Monday, January 4, 2021

Five Developments in Russia during 2020 Likely to Play Out in and Define 2021, Serenko Says

Paul Goble

            Staunton, January 3 – According to Andrey Serenko, head of Volgograd’s Analytic Center on Russian society, there were five developments in the Russian Federation during the last 12 months that are likely to play out with potentially serious consequences during 2021 (realtribune.ru/news/authority/5686).

            They are:

1.      The quarantine regime and vaccinations. By late summer or early fall, the political analyst says, these will have passed and the result could become “a sharp increase in the amount of public protest actions” in response to the release of the stress people have been under. It remains unclear just how large this trend will be and how the powers will respond.

2.      The appointment of Mikhail Mishustin as prime minister. Mishustin has proven remarkably effective and recalls Viktor Chernomyrdin’s role in the 1990s. It is possible that he will be considered as a replacement for Putin, but it is also possible that his very skills will lead others near the center of power to unite against him just as they did against Chernomyrdin.

3.      The modernization of election procedures. Extended voting will be put to a further test during theDuma elections and possibly the holding of early presidential ones. At present, acceptance of these changes in procedures has not been universal, Serenko says.
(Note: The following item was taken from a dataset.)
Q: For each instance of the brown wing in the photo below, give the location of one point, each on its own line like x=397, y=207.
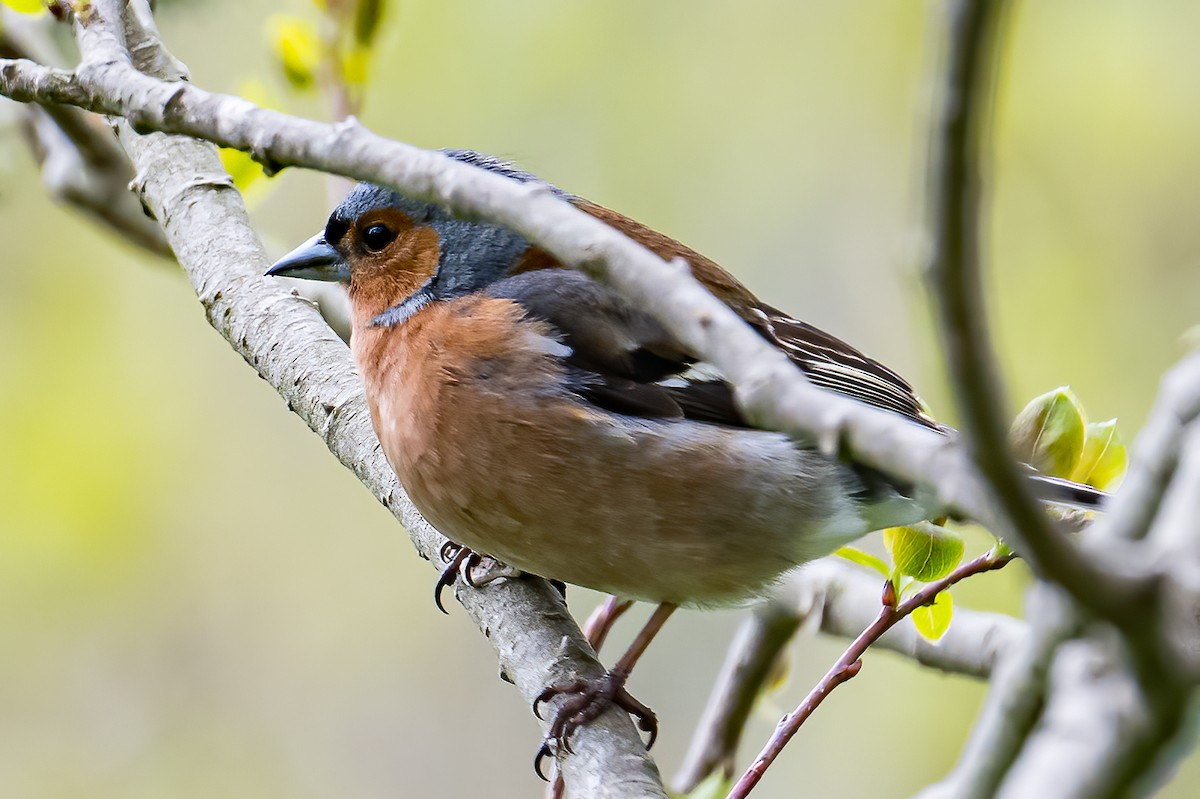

4.      A crisis in the party system. “The covid virus in 2020 ‘killed’ the parties in Russia,” driving them out of the public eye and making them largely irrelevant. Party leaders will try to recoup in the coming months, with United Russia using administrative measures. But there is a danger that this absence of parties will open the way to a Belarusian scenario in Russia.

5.      Russians are tired of Putin but don’t have a favored alternative. 2020 was marked by the growing “tiredness” of Russians with the longtime Kremlin leader. He has stayed too long and has not changed as much as public opinion has. It would like a change but hasn’t fastened on anyone else, allowing Putin some breathing space.

“Sooner or later,” Serenko says, “this contradiction will grow in intensity and require a major response. It is not to be excluded,” he continues, “that this will happen already in 2021.”